Civciv satıcısı Hüseyin Ergun, tavuk aşamasına kadar zorlu bir süreç geçtiğini anlattı. Ergun, "Öncelikle bu civcivler çevremizdeki şehirlerinden Eskişehir’e geliyor ve bu yolculukta hava durumuna kadar her yönden çok dikkatli olmalıyız. Yoksa yolda ölebiliyor. Ondan sonra bakım sürecinde daha da dikkatli olmayız. Soğukta ve sıcakta kalamazlar. O nedenle biz belli oranda ışık yansıtarak belli lambalarla ısıtıyoruz ve 24 saat bu lambalar böylece söndürülmeden kalıyor. Sabahleyin erkenden kalarak bunların yem veya ışığı ayarlamamız lazım olur. Bazen ise geceleyin bile kalkıp bu ışık ayarlamalarını bakmalıyız. Çünkü bunlar çok nazik hayvanlar olduğu için soğuk veya sıcak ayarlamalarında bir yanlışlık olursa bunlar dayanamazlar. Yemek konusunda belli yem dışında hiç bir şey yediremiyoruz. Her hangi bir ilaç kullanmadan doğal yemlerle büyütüyoruz ve bu süreci hiç kolay bir süreçtir değil. Bunlar bize küçücük geliyor ve tavuk oluncaya kadar dışarı çıkartamıyoruz. Kısacası civcivleri çocuklarımız gibi özen ve ilgiyle büyütüyoruz” şeklinde zorluklarını anlattı.

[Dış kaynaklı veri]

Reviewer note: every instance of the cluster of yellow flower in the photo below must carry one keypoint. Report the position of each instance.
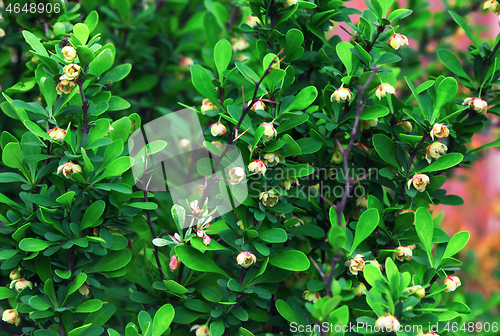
(71, 71)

Süreci tamamlamak için gereken aşamalar çok zordur
Ergun, birçok çeşit tavuk yetiştirdiklerini anlatarak “İş yerimizde yumurta ve et tavuğu gibi birçok çeşit tavuk var. Elbette horozlar da var. Bu civcivler ortalama 5 veya 6 aylık bir süreçten sonra belli bir aşamaya gelir ve yumurtlayanlar yumurta verir, et tavuğu veya horozları belli yerlere, özellikle köylere satıyoruz. Kısacası bu süreci tamamlamak için gereken aşamalar çok zordur "diye kayıt etti.